“We are all subject to our verbal understanding of the way the world works, and that particular understanding may prevent us from having an experiential encounter which might change the way we think about things.”
I quote myself. That is how I intend to structure this elaboration of my intended meanings. We are stuck with what we are; constrained and liberated by our verbal languages. While we experience our living selves through the clear or filtered gateways of all of our senses we can only think about those experiences in our verbal language.
A personal experience presents itself as an example. While I have always enjoyed dancing, and as a young man would almost leap to the Misa Luba, I never anticipated going to watch a dance recital. The idea of watching people trained to move to music on a stage never appealed to me. However as often happens, values and preferences can collide with each other and this time a good friend wanted me to watch her dance in a recital. Friendship made the investment of an afternoon worthwhile even though I knew I risked falling asleep. Having made that determination, I went to see her perform. The visual experience transformed my understanding of what dance is intended to do. As I watched my friend and her colleagues on stage, I saw the music I was listening to, move.
I felt this experience as a profound gift provided by the ensemble via my ability to see and hear their ability to dance. I felt it as it was happening, but I understood what I was feeling only as I was able to shape that experience with words.
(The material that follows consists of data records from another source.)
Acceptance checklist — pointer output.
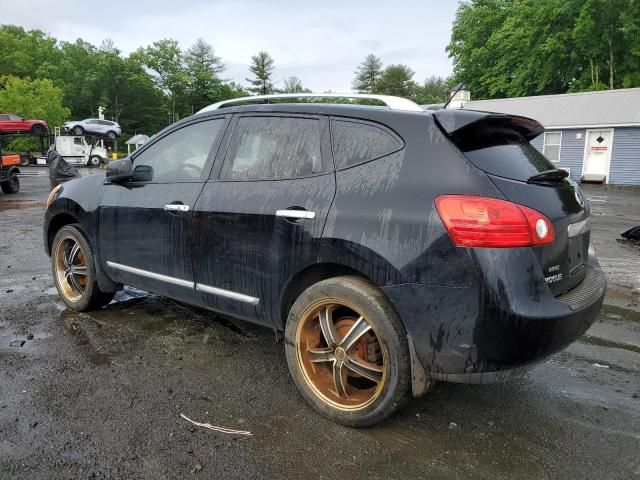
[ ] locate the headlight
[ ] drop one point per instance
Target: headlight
(57, 190)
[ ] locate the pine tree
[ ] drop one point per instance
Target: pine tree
(203, 67)
(262, 67)
(294, 85)
(367, 74)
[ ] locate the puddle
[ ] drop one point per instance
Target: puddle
(82, 330)
(20, 205)
(601, 342)
(618, 313)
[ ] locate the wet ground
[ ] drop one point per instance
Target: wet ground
(99, 395)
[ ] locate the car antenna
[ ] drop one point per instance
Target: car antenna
(458, 87)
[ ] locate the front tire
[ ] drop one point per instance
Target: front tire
(347, 351)
(11, 185)
(73, 269)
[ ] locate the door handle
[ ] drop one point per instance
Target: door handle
(296, 214)
(176, 207)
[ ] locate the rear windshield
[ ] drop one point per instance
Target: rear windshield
(501, 151)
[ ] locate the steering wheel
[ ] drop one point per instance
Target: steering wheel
(197, 170)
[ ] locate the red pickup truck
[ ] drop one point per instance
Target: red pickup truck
(10, 123)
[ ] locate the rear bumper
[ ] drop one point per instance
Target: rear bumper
(482, 334)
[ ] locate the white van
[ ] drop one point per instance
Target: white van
(76, 151)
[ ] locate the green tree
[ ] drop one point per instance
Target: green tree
(505, 48)
(262, 66)
(433, 90)
(367, 74)
(294, 85)
(37, 98)
(167, 62)
(396, 80)
(203, 69)
(26, 53)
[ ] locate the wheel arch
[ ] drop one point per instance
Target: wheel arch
(304, 279)
(63, 219)
(56, 223)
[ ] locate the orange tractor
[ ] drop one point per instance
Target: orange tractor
(9, 171)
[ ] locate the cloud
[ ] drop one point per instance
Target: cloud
(320, 42)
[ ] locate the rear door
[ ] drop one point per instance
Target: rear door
(260, 218)
(500, 146)
(144, 235)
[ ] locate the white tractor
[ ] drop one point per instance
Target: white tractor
(77, 151)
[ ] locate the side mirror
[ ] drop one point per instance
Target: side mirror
(142, 173)
(119, 170)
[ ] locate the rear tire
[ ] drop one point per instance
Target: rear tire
(11, 185)
(73, 269)
(347, 351)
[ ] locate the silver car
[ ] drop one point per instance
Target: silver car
(93, 126)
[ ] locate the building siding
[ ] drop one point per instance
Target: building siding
(625, 157)
(571, 150)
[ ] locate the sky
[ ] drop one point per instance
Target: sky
(321, 42)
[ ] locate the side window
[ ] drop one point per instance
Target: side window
(356, 142)
(273, 147)
(181, 155)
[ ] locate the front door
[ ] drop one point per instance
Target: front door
(597, 154)
(261, 220)
(144, 224)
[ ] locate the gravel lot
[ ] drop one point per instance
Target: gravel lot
(99, 395)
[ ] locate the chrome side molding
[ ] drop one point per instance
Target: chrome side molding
(227, 293)
(152, 275)
(173, 207)
(296, 214)
(185, 283)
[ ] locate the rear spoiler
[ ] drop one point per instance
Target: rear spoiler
(455, 120)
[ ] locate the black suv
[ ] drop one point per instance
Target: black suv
(393, 247)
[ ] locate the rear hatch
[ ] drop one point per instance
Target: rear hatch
(499, 145)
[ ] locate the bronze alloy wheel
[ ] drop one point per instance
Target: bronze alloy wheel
(340, 355)
(70, 269)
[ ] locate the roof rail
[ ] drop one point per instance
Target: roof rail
(394, 103)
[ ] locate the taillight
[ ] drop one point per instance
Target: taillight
(489, 222)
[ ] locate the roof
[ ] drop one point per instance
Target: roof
(137, 139)
(588, 109)
(393, 103)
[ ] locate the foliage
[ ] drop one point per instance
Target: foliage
(167, 62)
(203, 69)
(396, 80)
(262, 66)
(38, 99)
(505, 48)
(367, 74)
(294, 85)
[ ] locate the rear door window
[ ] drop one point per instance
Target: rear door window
(356, 142)
(501, 151)
(273, 148)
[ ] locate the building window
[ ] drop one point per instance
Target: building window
(551, 149)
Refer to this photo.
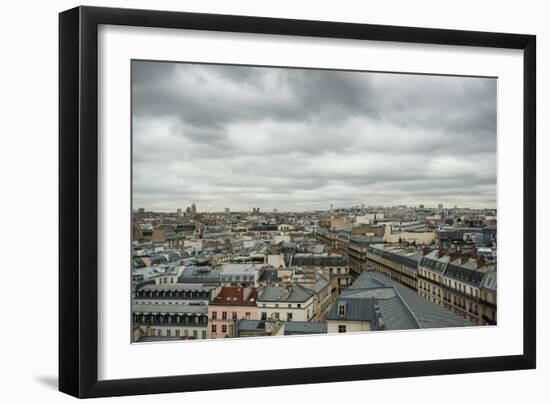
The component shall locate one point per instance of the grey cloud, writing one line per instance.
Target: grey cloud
(301, 139)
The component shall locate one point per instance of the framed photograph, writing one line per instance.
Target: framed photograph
(250, 201)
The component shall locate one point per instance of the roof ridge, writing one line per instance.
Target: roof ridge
(407, 306)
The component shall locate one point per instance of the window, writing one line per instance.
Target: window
(342, 309)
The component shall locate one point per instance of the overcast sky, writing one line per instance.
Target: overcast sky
(295, 139)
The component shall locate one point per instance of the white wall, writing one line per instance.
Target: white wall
(28, 163)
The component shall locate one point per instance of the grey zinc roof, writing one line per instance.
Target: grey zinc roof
(357, 309)
(251, 325)
(463, 274)
(277, 294)
(428, 314)
(170, 308)
(304, 327)
(270, 275)
(401, 309)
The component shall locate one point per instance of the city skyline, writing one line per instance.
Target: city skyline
(277, 210)
(297, 140)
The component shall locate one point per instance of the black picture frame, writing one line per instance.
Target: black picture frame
(78, 200)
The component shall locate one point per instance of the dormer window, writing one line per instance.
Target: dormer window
(341, 309)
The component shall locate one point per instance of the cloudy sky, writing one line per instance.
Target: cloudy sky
(294, 139)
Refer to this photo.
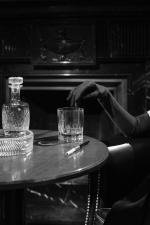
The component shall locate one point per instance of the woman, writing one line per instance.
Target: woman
(134, 208)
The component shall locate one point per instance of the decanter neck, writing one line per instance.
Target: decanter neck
(15, 93)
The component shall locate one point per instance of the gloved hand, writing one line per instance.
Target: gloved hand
(87, 89)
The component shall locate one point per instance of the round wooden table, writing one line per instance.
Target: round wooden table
(47, 164)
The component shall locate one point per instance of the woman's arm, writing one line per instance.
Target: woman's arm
(127, 123)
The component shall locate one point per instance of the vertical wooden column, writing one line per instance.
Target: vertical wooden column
(93, 201)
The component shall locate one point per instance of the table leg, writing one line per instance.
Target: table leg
(12, 207)
(93, 201)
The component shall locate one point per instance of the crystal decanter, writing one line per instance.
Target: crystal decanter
(15, 114)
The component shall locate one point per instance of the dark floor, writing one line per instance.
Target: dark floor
(57, 204)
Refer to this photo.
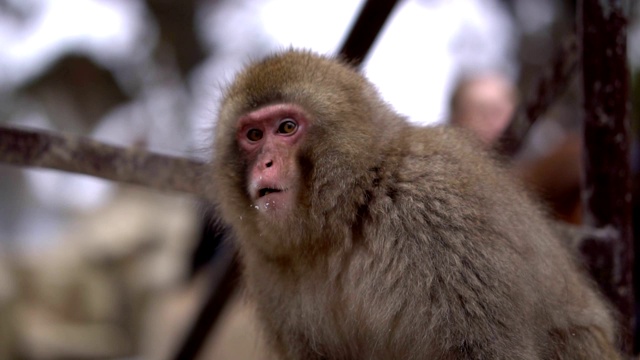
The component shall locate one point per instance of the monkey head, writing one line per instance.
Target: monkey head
(295, 139)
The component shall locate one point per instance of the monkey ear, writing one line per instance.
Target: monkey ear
(350, 63)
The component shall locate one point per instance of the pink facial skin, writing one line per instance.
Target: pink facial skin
(269, 138)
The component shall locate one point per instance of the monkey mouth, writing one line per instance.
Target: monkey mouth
(266, 191)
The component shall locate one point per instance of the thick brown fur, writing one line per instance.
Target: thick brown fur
(404, 243)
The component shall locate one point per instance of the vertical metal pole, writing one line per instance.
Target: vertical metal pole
(606, 193)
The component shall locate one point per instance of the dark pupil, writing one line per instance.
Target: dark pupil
(254, 135)
(287, 127)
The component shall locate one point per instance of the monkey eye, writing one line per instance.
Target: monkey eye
(254, 134)
(287, 127)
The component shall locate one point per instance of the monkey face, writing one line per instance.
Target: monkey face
(269, 139)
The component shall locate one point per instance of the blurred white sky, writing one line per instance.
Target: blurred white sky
(413, 64)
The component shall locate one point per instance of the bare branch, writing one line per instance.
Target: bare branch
(83, 156)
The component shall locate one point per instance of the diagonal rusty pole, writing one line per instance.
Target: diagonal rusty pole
(606, 194)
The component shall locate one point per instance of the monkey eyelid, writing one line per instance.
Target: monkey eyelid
(286, 121)
(254, 134)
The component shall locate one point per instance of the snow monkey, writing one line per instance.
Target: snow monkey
(362, 236)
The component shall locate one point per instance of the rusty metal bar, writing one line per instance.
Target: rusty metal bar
(364, 32)
(79, 155)
(606, 191)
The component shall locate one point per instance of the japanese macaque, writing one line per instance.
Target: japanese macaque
(365, 237)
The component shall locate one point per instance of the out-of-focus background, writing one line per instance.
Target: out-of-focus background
(92, 269)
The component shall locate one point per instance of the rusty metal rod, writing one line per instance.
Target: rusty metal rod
(606, 187)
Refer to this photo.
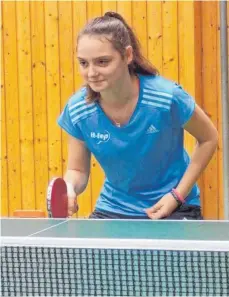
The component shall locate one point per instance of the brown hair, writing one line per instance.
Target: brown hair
(120, 35)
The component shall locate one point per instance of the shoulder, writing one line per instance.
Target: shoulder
(157, 92)
(79, 108)
(158, 84)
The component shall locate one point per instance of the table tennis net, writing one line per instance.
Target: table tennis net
(58, 271)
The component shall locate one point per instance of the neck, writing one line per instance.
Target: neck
(122, 92)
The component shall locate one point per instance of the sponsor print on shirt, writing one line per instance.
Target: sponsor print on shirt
(100, 137)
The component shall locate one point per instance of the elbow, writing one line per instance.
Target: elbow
(215, 139)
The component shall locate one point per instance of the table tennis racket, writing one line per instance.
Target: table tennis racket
(57, 199)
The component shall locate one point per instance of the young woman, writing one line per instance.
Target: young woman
(133, 120)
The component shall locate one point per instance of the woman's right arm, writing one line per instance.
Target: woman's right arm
(78, 167)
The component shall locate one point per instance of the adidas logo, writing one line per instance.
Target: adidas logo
(151, 130)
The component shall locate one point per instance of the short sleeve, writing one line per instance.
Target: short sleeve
(65, 122)
(183, 106)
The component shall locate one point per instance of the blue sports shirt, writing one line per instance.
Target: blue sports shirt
(144, 159)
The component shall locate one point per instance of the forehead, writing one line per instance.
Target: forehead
(94, 46)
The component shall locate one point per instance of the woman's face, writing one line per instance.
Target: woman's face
(101, 66)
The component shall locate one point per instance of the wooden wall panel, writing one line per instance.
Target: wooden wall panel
(170, 40)
(25, 101)
(154, 29)
(40, 72)
(12, 106)
(53, 87)
(4, 171)
(39, 102)
(210, 97)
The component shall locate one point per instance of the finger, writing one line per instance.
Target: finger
(153, 209)
(158, 215)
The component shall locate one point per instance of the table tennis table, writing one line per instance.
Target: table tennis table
(81, 257)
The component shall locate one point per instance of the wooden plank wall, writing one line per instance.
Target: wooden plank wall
(39, 73)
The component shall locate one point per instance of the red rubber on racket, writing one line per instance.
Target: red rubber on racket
(57, 199)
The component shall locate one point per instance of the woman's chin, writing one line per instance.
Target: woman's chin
(98, 87)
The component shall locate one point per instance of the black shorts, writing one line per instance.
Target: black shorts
(184, 212)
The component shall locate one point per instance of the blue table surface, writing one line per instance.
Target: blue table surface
(128, 229)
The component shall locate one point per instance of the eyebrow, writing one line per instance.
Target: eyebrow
(101, 57)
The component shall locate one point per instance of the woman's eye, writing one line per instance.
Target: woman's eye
(103, 62)
(83, 63)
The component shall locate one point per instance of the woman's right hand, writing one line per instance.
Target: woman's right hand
(72, 200)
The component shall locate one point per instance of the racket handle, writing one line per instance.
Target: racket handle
(70, 190)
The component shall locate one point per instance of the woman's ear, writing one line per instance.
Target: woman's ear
(129, 54)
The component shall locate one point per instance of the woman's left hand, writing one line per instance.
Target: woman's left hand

But wait, wasn’t it words, a simple presumption masquerading as self-knowledge, that up until then had deprived me of having that experience earlier? Or was the presumption a protection, sparing me from less gifted dancers who might have confirmed my reluctance by offering a less than perfect performance? Perhaps it was a question of my own readiness to see what what was being offered, an internal ripeness that was necessary for the experience to manifest as a gift rather than an intrusion. Or perhaps it was simply a meaningless coincidence of no significance. If such things exist. Because, after all, I do remember the experience.